Jurisprudência

Processo Criminal (Jerusalém) 54589-02-17 Estado de Israel vs. Oshri Sharon - parte 63

31 de Maio de 2026
Imprimir

Peretz, chefe do departamento de aquisição de servidores e comunicações da Maman, testemunhou que sua posição clara era que o convite para Harel deveria ser emitido à luz do acordo entre ele e um recurso civil (depoimento de Peretz, p. 1706, s. 9 - p. 1707, s. 29).

As evidências em tempo real apoiam que Peretz tentou pressionar e convencer que foi a Harel quem aceitaria o pedido mesmo após receber as ofertas até o último minuto (como aparece na correspondência por e-mail N/21; e veja também a P/60, que mostra uma tentativa da KinTurk de receber outra oferta da Harel; em resposta a isso, Gershon Leshem, gerente de compras da Maman, responsável pela Peretz, instruiu a N/21 a aprovar o pedido da Levy e explicou isso pelos preços competitivos oferecidos pela Wee; da correspondência havia um argumento para uma certa instrução de não trabalhar com a Harel.  Isso é possível devido a um interesse pessoal entre Rami Saratani, gerente da fábrica de Maman (câncer), e Mualem, CEO da Harel; Veja também o testemunho de Peretz, p. 1721, parágrafos 11-22, onde ele também testemunhou que, na prática, continuavam a ser enviados convites a Harel; Para a tensão mencionada em relação a Harel, veja também N/172; Peretz também expressou sua crítica ao seu gerente, Leshem, p. 1706, parágrafo 9, e chamou a aprovação da transação com Wei, que mudou de preço e apesar do acordo-quadro com Harel e contrariando sua posição, "Shakshuka," p. 1707, parágrafos 18-23).

A existência de diferentes posições quanto à entidade com a qual ser engajado, mesmo entre os próprios profissionais de compras, indica que havia pelo menos alguma incerteza quanto à vitória, pois, do ponto de vista dos fornecedores concorrentes, havia ao menos um risco.  Isso mina a reivindicação de concorrência em nome da aparência.  Da mesma forma, a Knitwerk também anotou em tempo real no formulário de liberação de pedidos que "...  O piloto foi estabelecido por We.  Foi realizada uma competição entre We e Harel, com a qual foi assinado um acordo após o início das obras.  Conforme acordado na reunião com o pessoal de Maman, o convite vai para a empresa Nós, que fez a melhor oferta" (P/57).  Mesmo que Wei tenha sido escolhido em última instância, e mesmo que, considerando a posição dos oficiais do projeto, assumamos que essa possibilidade era a mais plausível desde o início, isso não leva à conclusão de que estamos lidando com um processo de precificação fictício, como cobertura para uma seleção final feita antecipadamente.  Peretz também testemunhou claramente que, mesmo que o processo de aquisição tenha entrado tardiamente e o processo de aquisição não fosse ótimo, e portanto a intensidade da concorrência não fosse ótima, ainda assim não se trata de uma questão de concorrência aparente (p. 1689, parágrafos 2-14).  De qualquer forma, os argumentos da defesa não justificam coordenação nem a legitimam.

  1. Com relação às alegações de Wei e Oshri de que, desde o momento da avaliação, foi ele quem realizou o piloto e o estabelecimento do laboratório em Elta, garantindo sua vitória no projeto, acrescentaremos que, no momento em que Kenitork Levi e Harel se aproximaram para obter cotações (P/58, P/59 de 15 de dezembro de 2009), o escopo do investimento real de Wee era relativamente limitado e não significativo em relação ao escopo do projeto como um todo.
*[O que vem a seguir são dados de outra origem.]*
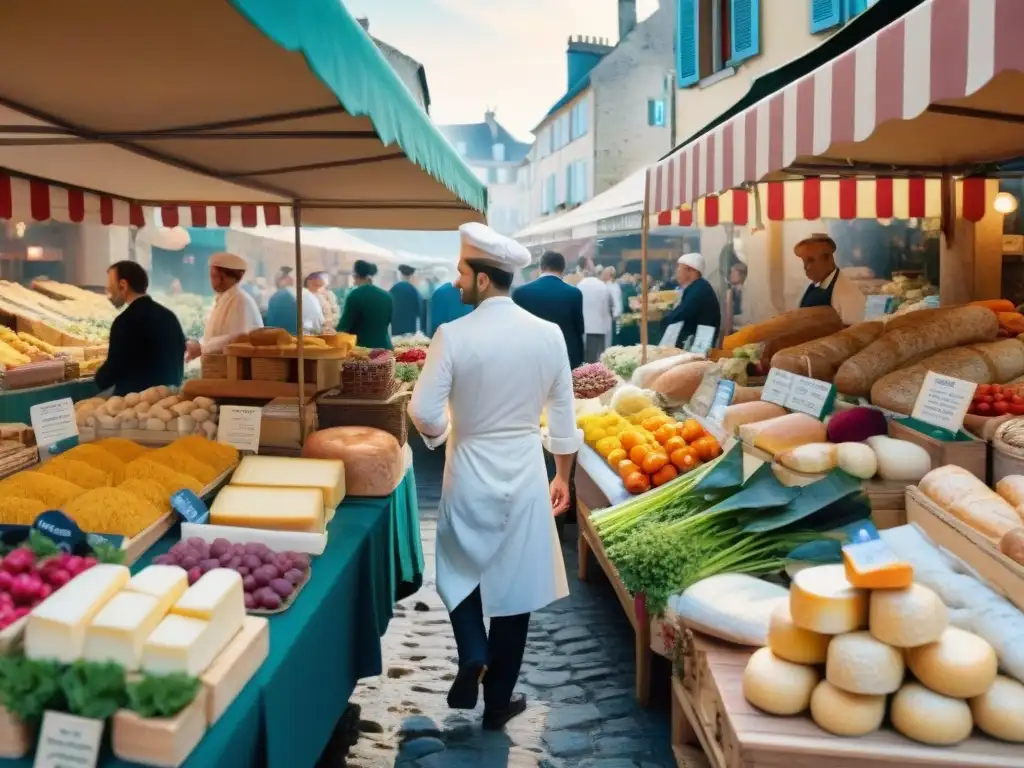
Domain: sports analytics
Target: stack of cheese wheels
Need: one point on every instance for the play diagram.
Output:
(866, 641)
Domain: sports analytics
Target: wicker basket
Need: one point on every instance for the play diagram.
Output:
(388, 415)
(270, 369)
(368, 380)
(214, 366)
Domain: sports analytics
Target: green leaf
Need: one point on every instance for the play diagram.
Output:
(162, 695)
(810, 499)
(762, 491)
(94, 690)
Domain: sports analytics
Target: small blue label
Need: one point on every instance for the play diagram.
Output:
(57, 526)
(189, 507)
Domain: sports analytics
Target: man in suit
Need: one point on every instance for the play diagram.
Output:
(147, 345)
(550, 298)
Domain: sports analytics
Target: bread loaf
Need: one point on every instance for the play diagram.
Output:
(995, 363)
(904, 345)
(780, 325)
(821, 357)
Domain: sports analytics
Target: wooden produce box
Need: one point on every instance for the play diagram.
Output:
(709, 709)
(972, 454)
(973, 548)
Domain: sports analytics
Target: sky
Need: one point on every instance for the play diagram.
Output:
(505, 54)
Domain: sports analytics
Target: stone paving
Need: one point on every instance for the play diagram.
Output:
(578, 674)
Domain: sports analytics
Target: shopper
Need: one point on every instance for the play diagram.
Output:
(146, 346)
(235, 311)
(368, 309)
(498, 552)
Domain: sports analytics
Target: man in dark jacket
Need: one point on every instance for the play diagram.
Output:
(550, 298)
(147, 345)
(698, 305)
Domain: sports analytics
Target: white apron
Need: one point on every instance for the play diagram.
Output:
(495, 371)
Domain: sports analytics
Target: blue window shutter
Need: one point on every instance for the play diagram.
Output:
(825, 14)
(687, 43)
(744, 20)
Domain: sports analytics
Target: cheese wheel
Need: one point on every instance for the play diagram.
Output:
(822, 600)
(906, 619)
(999, 711)
(845, 714)
(929, 717)
(777, 686)
(790, 642)
(960, 664)
(859, 664)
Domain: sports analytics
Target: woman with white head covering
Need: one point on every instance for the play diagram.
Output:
(498, 552)
(235, 312)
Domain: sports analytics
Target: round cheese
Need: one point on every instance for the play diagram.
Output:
(960, 664)
(929, 717)
(859, 664)
(822, 600)
(777, 686)
(846, 714)
(999, 711)
(907, 617)
(790, 642)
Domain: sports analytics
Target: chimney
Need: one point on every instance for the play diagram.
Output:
(627, 17)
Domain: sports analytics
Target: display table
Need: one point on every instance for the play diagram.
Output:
(14, 404)
(322, 645)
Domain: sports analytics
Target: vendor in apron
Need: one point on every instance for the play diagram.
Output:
(828, 286)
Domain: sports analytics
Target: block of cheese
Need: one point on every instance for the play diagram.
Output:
(165, 583)
(283, 472)
(822, 600)
(120, 629)
(56, 627)
(275, 509)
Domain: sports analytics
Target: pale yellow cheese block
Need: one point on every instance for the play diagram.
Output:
(274, 509)
(283, 472)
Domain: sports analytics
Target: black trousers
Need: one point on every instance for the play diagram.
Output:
(501, 650)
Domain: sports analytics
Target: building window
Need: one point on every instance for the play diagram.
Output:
(655, 112)
(712, 35)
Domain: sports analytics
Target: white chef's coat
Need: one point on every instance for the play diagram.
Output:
(235, 312)
(496, 529)
(598, 306)
(848, 301)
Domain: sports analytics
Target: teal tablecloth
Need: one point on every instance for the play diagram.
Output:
(14, 406)
(322, 645)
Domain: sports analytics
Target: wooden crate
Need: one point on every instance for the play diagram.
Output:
(709, 710)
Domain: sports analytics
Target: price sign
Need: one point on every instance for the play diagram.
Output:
(240, 427)
(777, 387)
(68, 741)
(54, 426)
(943, 401)
(878, 306)
(704, 340)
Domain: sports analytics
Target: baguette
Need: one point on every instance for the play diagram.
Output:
(821, 357)
(895, 348)
(996, 363)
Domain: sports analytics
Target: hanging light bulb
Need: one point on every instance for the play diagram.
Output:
(1005, 203)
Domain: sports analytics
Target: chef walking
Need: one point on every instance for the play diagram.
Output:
(498, 552)
(828, 286)
(235, 311)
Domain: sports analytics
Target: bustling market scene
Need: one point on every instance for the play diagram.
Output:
(375, 392)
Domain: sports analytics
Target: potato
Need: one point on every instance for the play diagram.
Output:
(1012, 545)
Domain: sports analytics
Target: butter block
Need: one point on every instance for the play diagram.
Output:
(119, 631)
(282, 472)
(274, 509)
(56, 627)
(166, 583)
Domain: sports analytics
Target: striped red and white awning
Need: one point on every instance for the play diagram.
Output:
(814, 199)
(930, 60)
(35, 201)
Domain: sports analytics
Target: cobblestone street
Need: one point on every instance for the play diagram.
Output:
(578, 674)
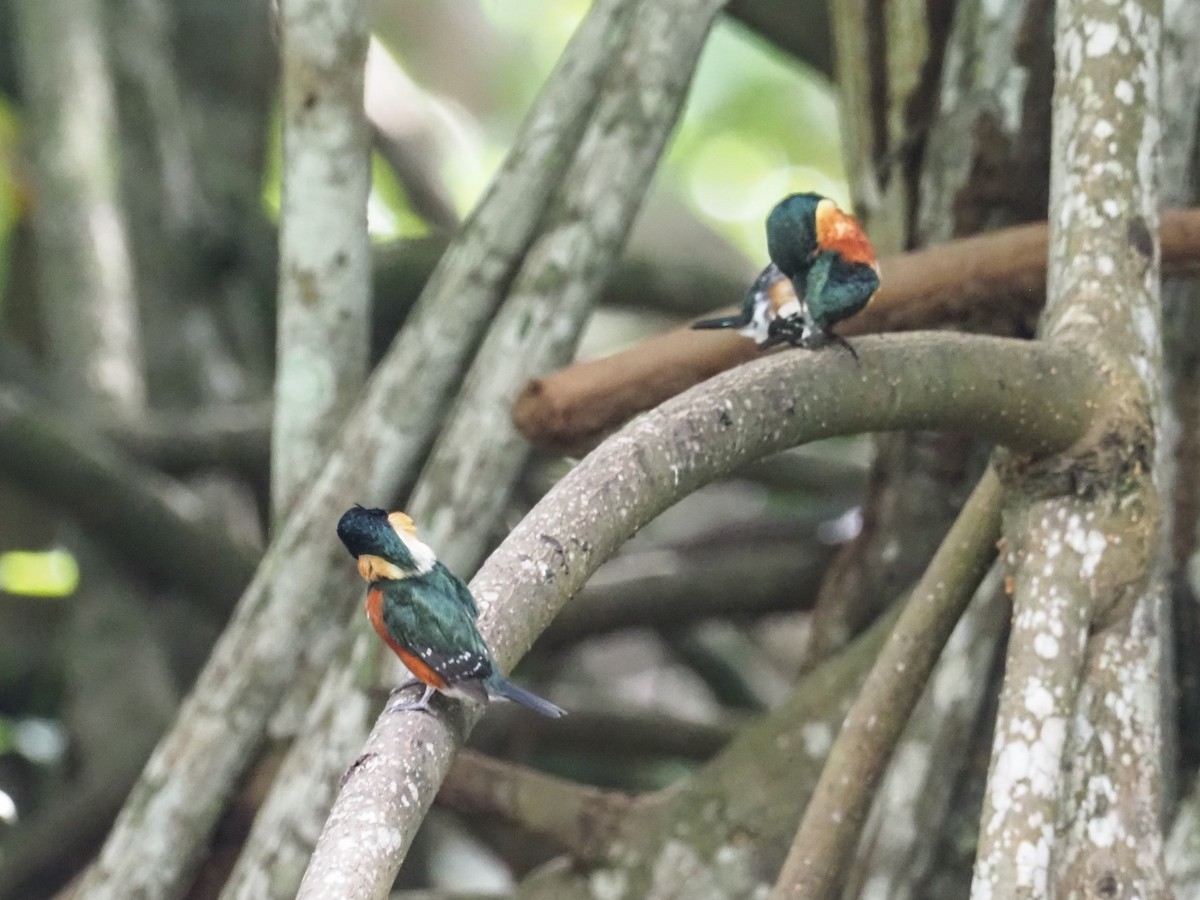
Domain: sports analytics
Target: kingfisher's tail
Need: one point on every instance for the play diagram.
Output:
(502, 687)
(724, 322)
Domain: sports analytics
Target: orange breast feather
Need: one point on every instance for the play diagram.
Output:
(412, 661)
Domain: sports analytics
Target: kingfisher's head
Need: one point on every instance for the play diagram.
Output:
(792, 232)
(384, 544)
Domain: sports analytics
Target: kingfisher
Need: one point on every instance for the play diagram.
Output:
(425, 613)
(831, 264)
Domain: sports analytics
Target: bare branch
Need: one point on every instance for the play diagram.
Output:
(1073, 797)
(801, 31)
(685, 585)
(147, 517)
(84, 267)
(160, 833)
(834, 816)
(972, 281)
(324, 251)
(1008, 390)
(397, 109)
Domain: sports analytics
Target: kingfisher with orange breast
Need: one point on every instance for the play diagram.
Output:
(425, 613)
(827, 261)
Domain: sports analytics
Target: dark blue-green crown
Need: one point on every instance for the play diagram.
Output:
(369, 532)
(792, 233)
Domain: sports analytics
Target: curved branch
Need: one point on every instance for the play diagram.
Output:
(1032, 396)
(969, 281)
(577, 817)
(537, 327)
(160, 833)
(834, 816)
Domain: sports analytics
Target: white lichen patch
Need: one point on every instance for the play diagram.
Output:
(1038, 701)
(1045, 645)
(1033, 864)
(1102, 40)
(609, 883)
(817, 739)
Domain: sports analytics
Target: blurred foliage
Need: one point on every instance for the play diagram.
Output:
(16, 195)
(49, 574)
(759, 125)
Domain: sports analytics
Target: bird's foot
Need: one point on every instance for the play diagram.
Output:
(815, 339)
(396, 705)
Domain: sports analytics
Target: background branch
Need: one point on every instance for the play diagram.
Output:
(155, 522)
(225, 718)
(537, 327)
(1067, 807)
(579, 819)
(324, 283)
(991, 279)
(834, 815)
(1008, 390)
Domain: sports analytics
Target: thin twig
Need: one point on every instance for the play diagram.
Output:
(557, 282)
(580, 819)
(85, 271)
(834, 816)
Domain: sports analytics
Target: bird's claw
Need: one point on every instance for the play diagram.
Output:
(401, 706)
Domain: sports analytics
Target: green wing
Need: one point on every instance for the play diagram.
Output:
(427, 616)
(835, 289)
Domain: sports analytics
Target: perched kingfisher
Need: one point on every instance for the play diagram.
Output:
(425, 613)
(831, 264)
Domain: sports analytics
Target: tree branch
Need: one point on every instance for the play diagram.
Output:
(1073, 797)
(834, 816)
(916, 807)
(1008, 390)
(160, 833)
(581, 820)
(403, 135)
(84, 267)
(324, 294)
(610, 732)
(972, 281)
(537, 327)
(799, 31)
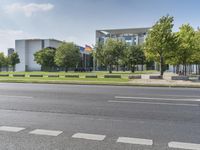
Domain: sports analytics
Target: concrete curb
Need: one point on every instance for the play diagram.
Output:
(104, 84)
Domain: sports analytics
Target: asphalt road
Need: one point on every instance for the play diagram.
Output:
(83, 117)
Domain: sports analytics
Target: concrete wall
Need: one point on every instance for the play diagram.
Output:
(26, 50)
(32, 47)
(20, 46)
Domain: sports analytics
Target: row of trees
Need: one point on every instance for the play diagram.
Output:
(67, 55)
(115, 52)
(162, 45)
(9, 61)
(176, 48)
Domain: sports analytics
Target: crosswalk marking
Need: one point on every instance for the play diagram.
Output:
(46, 132)
(134, 141)
(11, 129)
(181, 145)
(96, 137)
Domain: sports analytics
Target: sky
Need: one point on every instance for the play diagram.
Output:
(76, 20)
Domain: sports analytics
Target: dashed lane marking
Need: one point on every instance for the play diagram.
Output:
(136, 141)
(181, 145)
(96, 137)
(11, 129)
(46, 132)
(155, 98)
(154, 103)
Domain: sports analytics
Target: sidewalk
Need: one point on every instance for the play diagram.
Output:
(165, 81)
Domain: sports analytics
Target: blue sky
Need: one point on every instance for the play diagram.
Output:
(77, 20)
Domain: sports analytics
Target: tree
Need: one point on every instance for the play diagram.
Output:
(134, 55)
(13, 59)
(160, 41)
(2, 60)
(196, 54)
(45, 58)
(110, 52)
(186, 48)
(67, 55)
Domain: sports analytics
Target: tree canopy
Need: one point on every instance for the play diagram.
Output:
(160, 41)
(67, 55)
(110, 52)
(45, 58)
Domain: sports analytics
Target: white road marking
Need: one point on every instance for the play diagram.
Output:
(138, 141)
(153, 103)
(46, 132)
(155, 98)
(181, 145)
(16, 96)
(11, 129)
(96, 137)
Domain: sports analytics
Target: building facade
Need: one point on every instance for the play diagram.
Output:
(10, 51)
(26, 49)
(132, 36)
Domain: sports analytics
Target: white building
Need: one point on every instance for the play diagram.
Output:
(132, 36)
(26, 49)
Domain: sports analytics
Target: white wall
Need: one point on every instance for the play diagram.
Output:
(26, 50)
(20, 46)
(32, 47)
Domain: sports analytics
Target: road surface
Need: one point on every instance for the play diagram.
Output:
(86, 117)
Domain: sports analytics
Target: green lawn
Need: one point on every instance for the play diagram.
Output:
(63, 79)
(100, 74)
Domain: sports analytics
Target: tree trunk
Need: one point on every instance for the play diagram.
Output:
(198, 69)
(66, 69)
(132, 68)
(161, 66)
(185, 69)
(13, 68)
(110, 68)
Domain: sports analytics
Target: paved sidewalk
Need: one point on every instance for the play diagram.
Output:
(165, 81)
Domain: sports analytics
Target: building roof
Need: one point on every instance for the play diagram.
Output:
(37, 39)
(124, 31)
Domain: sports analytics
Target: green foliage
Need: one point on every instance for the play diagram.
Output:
(13, 59)
(196, 53)
(187, 47)
(110, 52)
(2, 59)
(45, 58)
(67, 55)
(134, 55)
(160, 41)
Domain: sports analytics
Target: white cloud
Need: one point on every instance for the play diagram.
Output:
(28, 9)
(8, 37)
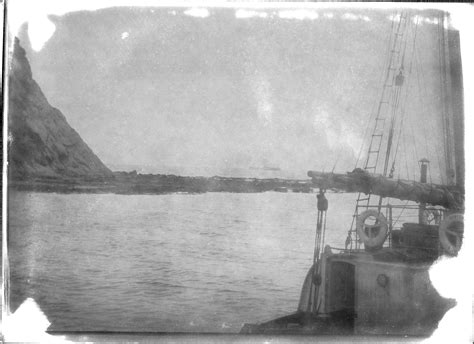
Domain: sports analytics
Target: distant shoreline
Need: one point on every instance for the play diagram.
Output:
(131, 183)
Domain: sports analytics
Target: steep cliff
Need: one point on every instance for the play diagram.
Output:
(42, 144)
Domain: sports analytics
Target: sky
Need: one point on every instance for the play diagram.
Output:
(229, 91)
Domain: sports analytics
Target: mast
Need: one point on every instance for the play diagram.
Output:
(457, 103)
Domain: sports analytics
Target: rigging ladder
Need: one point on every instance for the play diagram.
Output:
(389, 100)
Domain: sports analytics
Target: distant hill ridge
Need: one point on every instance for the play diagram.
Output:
(43, 144)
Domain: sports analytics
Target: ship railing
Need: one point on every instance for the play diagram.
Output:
(396, 215)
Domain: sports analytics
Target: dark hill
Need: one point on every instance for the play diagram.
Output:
(42, 144)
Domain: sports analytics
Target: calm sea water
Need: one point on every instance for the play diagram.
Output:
(178, 262)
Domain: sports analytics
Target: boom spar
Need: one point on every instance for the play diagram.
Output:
(450, 197)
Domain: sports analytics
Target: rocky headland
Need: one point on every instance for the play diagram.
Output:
(46, 154)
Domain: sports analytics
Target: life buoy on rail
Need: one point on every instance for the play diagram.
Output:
(372, 235)
(451, 232)
(431, 216)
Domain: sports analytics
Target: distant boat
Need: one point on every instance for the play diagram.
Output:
(378, 281)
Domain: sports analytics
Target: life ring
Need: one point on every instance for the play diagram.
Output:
(451, 233)
(373, 236)
(431, 216)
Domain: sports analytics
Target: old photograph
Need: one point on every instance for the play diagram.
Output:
(241, 169)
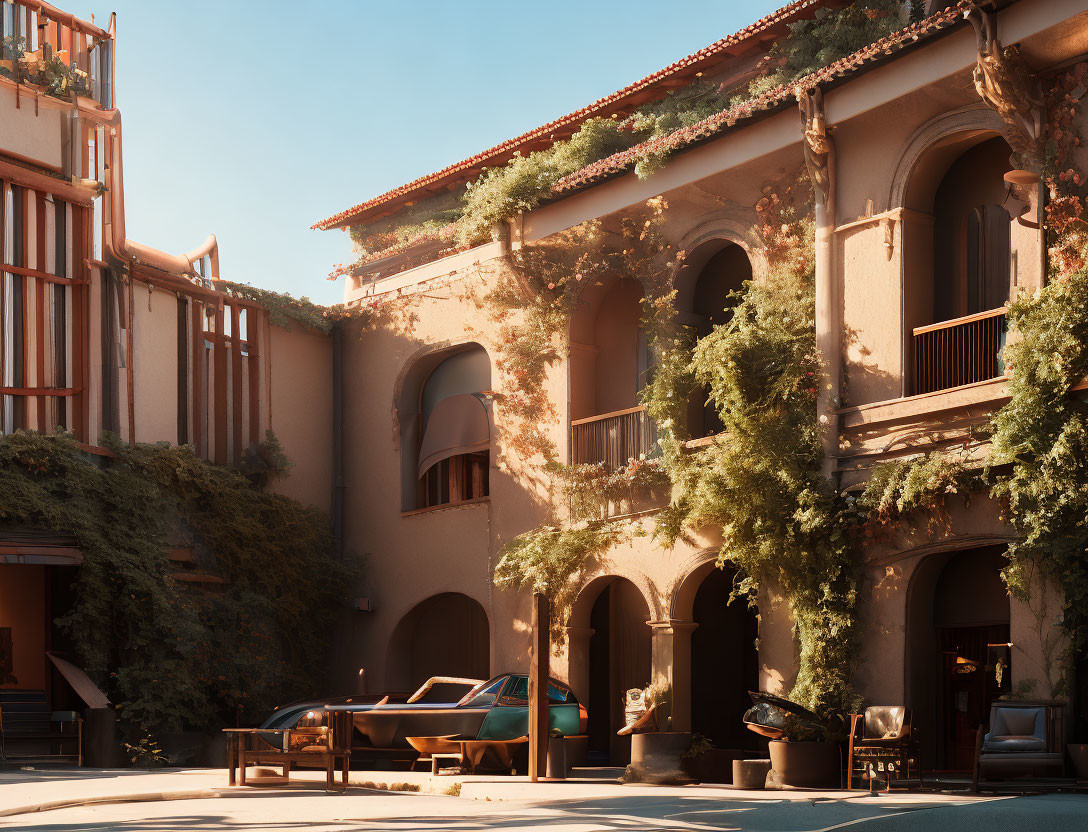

As evidências mostraram que, até  a emissão do VMware, as  horas de trabalho de Wei no piloto totalizavam três dias úteis e uma hora (N/333, as 4 linhas acima, depoimento de Oshri, p. 4912, s. 25 - p. 4915, s. 7; isso é contrário ao que é alegado no parágrafo 78 da resposta de Wei e Oshri à acusação, da qual se pode sugerir que 193 horas de trabalho foram investidas antes da emissão do VMware).  A maior parte do trabalho foi feita apenas após Wee vencer o projeto (ibid.).